The family-owned company marked its 70th anniversary earlier this year with the opening of its 70th shop at the Inveralmond Retail Park in Perth, its fourth in the city. All outlets are serviced from Bayne’s historic home in Lochore, a former mining village in Fife, where the company’s relatively new central facility produces goods just half a kilometre from the first shop that still trades today.
“We’ve been opening in Glasgow, so there’s more opportunity there,” said John Bayne, whose grandfather of the same name set up the bakery as an offshoot of the family’s farming business. “There’s more opportunity in all the areas [where] we trade in the central belt, and probably more in Dundee.”
None of the three generations of Bayne men who have headed up the business are or were bakers themselves.
The founder’s family farm went bankrupt in 1908 when he was just age six, and his father immigrated to Canada leaving his wife and their four children to fend for themselves. She got a job as a farm worker and the landlord was eventually impressed enough with her efforts to offer her a tenancy.
“When [my grandfather] was 19 he and his brother Bill got the confidence of a banker and started selling meat in the local Glencraig area, and at that time the mines were very prominent so there was a bit of money there, and he opened his first shop and then went on to build a business with eight butcher shops, 20 mobile butcher vans, and he farmed in Kinross-shire and bought and sold cattle across central Scotland,” Mr Bayne said.
“The bakery came about in 1954. All the butchers at that time were making steak pies but they went to their local baker to buy the pastry, so there wasn’t really consistency. A bakery came up for sale and he saw an opportunity to make steak pies consistently.”
A second bakery in Rosyth followed, and this remained the case until his death in 1964 when his son Stanley took over the business. Realising that the butchery trade was coming under increasing pressure from the rise of supermarkets, he focused his efforts on expanding the bakery business.
The company now employs more than 980 people, up from approximately 620 five years ago. Stanley and his son John serve as joint managing directors, the latter having joined the business in 2001 after completing his studies at agricultural college followed by a five-year stint in charge of the family farm.
“I’m not a baker – I’m a businessman,” he said. “I’m a businessman with an obsession of making sure we do the right thing by the customer, and colleagues.”
Latest accounts filed with Companies House show that pre-tax profit for the year to March 2024 rose to £3.1m from £1.8m previously on a 26% increase in turnover to £44.5m. Mr Bayne declined to discuss the figures on more recent trading but conceded that rising costs have been a concern.
“It’s incredibly challenging,” he said. “The wage increase is the biggest by a long way, but after that there is the electric, and that’s been quite challenging.

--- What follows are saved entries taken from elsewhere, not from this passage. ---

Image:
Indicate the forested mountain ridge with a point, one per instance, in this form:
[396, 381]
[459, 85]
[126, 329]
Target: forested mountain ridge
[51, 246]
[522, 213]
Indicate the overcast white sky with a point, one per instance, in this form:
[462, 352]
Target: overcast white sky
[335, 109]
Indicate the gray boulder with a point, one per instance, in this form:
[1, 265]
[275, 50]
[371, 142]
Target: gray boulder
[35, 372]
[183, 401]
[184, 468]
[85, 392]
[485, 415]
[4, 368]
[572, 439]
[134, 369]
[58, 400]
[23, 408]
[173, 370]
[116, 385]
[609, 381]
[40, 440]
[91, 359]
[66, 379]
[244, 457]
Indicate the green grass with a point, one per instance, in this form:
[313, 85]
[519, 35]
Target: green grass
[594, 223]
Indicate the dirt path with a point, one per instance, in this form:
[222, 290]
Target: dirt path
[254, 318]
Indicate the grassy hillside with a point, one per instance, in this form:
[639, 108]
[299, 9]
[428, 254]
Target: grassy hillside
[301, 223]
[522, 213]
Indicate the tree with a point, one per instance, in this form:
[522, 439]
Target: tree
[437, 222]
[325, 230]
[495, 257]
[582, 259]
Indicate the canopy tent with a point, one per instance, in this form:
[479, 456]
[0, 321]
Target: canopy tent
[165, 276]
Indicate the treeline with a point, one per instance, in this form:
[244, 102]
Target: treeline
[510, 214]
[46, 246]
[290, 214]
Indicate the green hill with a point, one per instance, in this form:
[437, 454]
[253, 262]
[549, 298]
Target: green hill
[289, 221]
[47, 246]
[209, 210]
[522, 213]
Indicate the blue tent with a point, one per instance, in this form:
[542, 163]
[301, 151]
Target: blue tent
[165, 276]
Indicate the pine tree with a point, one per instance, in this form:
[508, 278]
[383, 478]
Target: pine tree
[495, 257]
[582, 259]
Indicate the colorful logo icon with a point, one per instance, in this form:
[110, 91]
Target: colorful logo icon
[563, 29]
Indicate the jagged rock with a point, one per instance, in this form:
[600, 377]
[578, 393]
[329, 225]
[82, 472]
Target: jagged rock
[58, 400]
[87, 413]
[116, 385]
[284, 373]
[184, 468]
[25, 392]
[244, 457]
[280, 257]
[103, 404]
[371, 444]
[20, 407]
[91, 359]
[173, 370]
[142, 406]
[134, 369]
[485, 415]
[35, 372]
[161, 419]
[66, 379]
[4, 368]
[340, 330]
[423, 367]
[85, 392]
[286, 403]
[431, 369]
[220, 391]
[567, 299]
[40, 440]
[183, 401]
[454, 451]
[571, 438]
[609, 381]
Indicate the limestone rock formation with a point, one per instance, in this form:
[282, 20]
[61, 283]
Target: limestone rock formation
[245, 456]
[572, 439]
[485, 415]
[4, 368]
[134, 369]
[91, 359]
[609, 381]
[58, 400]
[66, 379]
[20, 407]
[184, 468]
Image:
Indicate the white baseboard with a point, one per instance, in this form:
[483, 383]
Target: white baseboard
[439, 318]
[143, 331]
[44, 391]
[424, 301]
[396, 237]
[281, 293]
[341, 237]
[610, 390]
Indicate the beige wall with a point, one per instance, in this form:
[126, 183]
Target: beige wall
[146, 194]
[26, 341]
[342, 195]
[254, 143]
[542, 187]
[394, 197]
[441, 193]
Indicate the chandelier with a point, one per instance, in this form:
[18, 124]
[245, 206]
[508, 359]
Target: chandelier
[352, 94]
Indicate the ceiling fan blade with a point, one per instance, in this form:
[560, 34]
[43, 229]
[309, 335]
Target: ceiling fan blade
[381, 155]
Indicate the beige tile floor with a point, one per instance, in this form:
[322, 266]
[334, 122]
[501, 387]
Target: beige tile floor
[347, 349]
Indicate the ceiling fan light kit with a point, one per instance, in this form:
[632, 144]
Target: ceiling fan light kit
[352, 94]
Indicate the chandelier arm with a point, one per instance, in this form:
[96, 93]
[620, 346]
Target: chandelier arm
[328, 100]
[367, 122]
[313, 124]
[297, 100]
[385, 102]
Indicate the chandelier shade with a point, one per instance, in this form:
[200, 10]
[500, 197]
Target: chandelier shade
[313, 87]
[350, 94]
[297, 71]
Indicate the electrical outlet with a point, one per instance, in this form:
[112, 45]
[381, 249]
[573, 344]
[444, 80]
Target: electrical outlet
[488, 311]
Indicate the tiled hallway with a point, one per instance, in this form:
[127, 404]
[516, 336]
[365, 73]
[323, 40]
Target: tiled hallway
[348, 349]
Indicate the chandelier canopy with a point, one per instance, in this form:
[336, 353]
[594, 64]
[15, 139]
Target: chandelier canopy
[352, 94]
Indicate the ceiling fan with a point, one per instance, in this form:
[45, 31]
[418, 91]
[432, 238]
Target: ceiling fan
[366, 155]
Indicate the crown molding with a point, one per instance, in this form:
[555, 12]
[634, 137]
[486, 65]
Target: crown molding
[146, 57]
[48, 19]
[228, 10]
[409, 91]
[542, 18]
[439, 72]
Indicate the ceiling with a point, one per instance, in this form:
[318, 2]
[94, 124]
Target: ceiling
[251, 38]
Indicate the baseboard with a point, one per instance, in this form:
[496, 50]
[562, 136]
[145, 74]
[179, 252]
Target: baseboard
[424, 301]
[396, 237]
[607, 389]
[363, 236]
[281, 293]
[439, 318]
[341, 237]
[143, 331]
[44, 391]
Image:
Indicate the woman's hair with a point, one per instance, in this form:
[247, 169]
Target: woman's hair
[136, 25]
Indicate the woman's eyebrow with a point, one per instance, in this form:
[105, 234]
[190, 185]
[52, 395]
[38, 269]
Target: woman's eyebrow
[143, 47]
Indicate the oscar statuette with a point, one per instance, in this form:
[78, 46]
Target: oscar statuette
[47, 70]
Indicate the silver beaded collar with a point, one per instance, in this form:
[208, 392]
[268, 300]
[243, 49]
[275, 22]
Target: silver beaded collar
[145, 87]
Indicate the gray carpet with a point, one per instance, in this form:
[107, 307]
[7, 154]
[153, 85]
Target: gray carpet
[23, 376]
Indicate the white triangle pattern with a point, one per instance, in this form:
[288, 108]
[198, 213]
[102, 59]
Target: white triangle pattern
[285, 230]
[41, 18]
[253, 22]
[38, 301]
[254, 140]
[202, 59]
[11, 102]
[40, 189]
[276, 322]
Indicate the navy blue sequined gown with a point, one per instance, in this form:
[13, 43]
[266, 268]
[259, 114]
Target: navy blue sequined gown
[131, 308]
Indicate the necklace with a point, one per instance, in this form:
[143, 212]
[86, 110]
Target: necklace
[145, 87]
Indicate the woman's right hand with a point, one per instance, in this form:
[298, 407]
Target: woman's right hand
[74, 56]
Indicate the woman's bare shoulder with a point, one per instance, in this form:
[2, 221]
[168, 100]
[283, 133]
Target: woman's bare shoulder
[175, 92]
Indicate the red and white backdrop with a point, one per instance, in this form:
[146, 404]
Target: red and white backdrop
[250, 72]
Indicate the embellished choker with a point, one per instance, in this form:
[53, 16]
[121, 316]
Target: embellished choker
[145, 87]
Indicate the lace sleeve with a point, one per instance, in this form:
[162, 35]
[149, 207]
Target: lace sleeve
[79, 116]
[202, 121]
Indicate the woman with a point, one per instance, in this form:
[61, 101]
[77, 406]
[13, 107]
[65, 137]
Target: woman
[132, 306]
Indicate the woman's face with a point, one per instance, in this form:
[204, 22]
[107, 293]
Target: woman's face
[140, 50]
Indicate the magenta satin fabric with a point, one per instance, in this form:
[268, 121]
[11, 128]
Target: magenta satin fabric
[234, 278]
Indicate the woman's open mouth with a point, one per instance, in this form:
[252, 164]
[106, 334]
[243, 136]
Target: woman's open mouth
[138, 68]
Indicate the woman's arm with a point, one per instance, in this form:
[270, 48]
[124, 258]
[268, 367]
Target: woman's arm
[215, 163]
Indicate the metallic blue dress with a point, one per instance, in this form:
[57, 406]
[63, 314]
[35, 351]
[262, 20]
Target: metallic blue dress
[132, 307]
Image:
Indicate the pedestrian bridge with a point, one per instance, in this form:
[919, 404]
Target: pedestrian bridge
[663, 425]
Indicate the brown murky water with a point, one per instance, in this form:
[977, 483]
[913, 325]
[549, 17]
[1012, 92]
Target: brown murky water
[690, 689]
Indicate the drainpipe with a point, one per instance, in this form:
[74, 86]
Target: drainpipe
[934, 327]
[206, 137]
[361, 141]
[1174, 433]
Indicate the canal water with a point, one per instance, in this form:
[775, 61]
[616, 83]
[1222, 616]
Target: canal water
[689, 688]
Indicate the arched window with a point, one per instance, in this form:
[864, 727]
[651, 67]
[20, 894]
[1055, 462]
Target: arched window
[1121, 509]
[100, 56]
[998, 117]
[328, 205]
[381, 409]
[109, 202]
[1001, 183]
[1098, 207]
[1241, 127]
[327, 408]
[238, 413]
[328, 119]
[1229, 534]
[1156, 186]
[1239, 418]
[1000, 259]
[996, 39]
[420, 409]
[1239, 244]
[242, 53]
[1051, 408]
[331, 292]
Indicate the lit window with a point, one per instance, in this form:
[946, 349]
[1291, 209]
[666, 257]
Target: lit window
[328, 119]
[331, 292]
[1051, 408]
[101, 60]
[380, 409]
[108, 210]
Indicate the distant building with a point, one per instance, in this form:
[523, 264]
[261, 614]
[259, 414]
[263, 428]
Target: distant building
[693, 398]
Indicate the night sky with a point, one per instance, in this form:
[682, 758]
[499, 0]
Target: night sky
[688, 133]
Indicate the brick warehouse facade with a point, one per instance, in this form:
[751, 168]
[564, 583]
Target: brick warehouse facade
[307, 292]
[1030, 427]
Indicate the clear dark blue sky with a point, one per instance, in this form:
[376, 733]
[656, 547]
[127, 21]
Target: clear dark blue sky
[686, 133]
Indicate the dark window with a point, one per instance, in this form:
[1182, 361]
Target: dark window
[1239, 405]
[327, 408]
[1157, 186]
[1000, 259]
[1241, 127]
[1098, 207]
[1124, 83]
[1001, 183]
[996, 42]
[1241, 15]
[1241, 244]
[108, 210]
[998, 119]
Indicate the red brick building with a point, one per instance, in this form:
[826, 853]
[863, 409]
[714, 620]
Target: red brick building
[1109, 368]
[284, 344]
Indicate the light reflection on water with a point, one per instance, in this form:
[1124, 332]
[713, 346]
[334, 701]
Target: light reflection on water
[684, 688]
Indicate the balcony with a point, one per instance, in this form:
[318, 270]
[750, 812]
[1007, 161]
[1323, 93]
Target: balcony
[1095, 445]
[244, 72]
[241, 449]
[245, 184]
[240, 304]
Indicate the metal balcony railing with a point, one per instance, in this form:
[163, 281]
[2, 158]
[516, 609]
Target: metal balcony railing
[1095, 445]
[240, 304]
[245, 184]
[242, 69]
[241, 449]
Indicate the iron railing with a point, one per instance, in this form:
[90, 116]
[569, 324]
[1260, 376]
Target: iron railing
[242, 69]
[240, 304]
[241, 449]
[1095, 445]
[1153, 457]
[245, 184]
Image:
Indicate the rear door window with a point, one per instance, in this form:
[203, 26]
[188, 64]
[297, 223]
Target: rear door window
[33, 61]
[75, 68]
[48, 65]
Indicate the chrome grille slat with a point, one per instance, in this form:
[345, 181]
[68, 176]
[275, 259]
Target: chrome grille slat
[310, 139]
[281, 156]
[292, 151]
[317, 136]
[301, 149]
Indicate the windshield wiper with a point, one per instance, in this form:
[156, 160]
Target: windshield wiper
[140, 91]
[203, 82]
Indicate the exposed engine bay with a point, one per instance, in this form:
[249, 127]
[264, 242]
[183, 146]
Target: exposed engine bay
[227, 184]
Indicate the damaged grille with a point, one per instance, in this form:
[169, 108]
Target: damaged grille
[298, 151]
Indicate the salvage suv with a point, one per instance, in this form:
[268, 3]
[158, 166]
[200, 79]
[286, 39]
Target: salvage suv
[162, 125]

We’ve taken a hit on the margin – we have been increasing prices, but not enough to cover all the costs.
“But we are here, we take a long-term view, we’ve got a good balance sheet, and as I say we do things the long-term. And we’ve been quite prudent – we’re still profitable but we would like to be slightly more profitable.”
Bayne’s entered the Edinburgh market in 2012 and expanded into Glasgow in 2018. In 2021 the company opened its first drive-thru in Hillington Park in Glasgow, Scotland’s largest industrial estate.
Mr Bayne said he was “very excited” when he and his father first visited the site, which has come with its own challenges.
“It’s maybe been harder than we first thought, but it’s definitely been a success,” he explained. “They’re very expensive, drive-thrus, so we’re quite careful. We’d like to open some more as well, but have not got immediate plans [for that].”
Quality is “absolutely key”, he said, as are the company values of customer focus, respect, continuous improvement and sustainability. The purpose of the business, Mr Bayne added, is to give customers “moments of joy”.
“Ultimately we’re looking to open three to four shops per year but it’s not about the number,” he said.
“We are underpinned by a core set of four values and one of those is continuous improvement and sustainability. We must get better, so we are continually looking to improve conditions for colleagues, continually improving and updating our products, and if we do that we can open three to four shops per year.”